Indeed, the group did 20 deals in the final quarter of 2012 alone and is working on key projects 69 Wilson Street – the former Stock Exchange building now under the Tech City umbrella – where 60,000 sq ft of space has been prelet to six TMT firms, 18-20 Lemon Street in Shoreditch and 1 Seckforde Street for Hermes.
Old and new
Most of the London property sector is keeping a beady eye on the changing occupier profile. And there are few areas where the shift has been more pronounced in the city fringes as the TMT firms have moved in to replace what used to be a much more fashion-dominated district: “In the early two thousands the lettings we were doing around here were to people like Timberland, Esprit, Alexander McQueen and Agent Provocateur,” says Susskind. “Fashion retailer HQs basically. The firms we are dealing with now are still creatives and designers but it’s all TMT groups who don’t mind paying a bit more now the Google factor has started to have such a huge impact on the Silicone Roundabout. And that area is where so much stems from. It was always an unfriendly, concrete urban landscape. In the evenings it was threatening and it was seen as nothing more than a gateway to the City. Now it’s a creative hub.”
He adds that even in such a fast-changing part of London, there are certain things that have remained the same. Occupiers will always want space, volume, light and character – it’s just that the traditional suspended ceilings and carpet tiles have been replaced with a more stripped back, industrial feel preferred by creative companies.
On the developers he thinks are leading the pack when it comes to delivering what occupiers want Derwent London is – once again – first up for praise: “Derwent is the apple of the property world,” he says. “Innovative and creative and a Derwent building now always comes at a premium. Then there is Dorrington, LaSalle, Hermes. These are all developers who have recognised for a while that this part of London is becoming a destination for the creative world.”
Early starts
And being ahead of the pack is something Susskind is hell bent on keeping at the heart of his own business strategy – as his 7am meetings will attest.
It helps that for him, this is a perfectly normal time to kick off the working day. In fact by this time in the day he has already been up for hours: “I leave the house every day at 5:30am to get to the gym at 6am and am at work an hour later,” he says enthusiastically. “I go to the gym six days a week and on Sundays I do a double spinning class – one from 8:30-9:15 and another one from 9:30 to 10:15. I have been living my life like this for 30 years. Exercise keeps me totally focussed, energised and stress-free. And when I am on holiday it’s the same. I am up first thing and we can’t go anywhere that doesn’t have a gym. I just can’t really lie-in.
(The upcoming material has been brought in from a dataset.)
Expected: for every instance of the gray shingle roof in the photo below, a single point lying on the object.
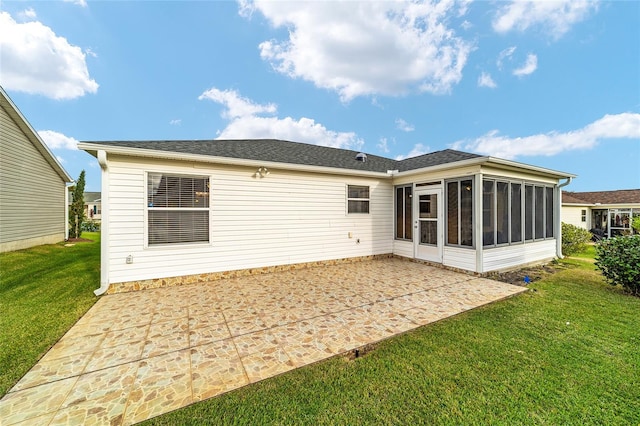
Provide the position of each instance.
(279, 151)
(621, 196)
I wake up every morning fully energised and ready to go.”
If seems unlikely that his bleary eyed colleagues feel the same when their Monday morning alarms go off at ridiculous o’clock and they have to haul themselves into the office for 7am come what may. “I am completely serious too when I say no excuses,” reiterates Susskind in case anyone assumes for a second that, actually, he probably takes a light hearted attitude towards attendance rates at the infamous start to the week. Apparently not – the King of Clerkenwell has spoken.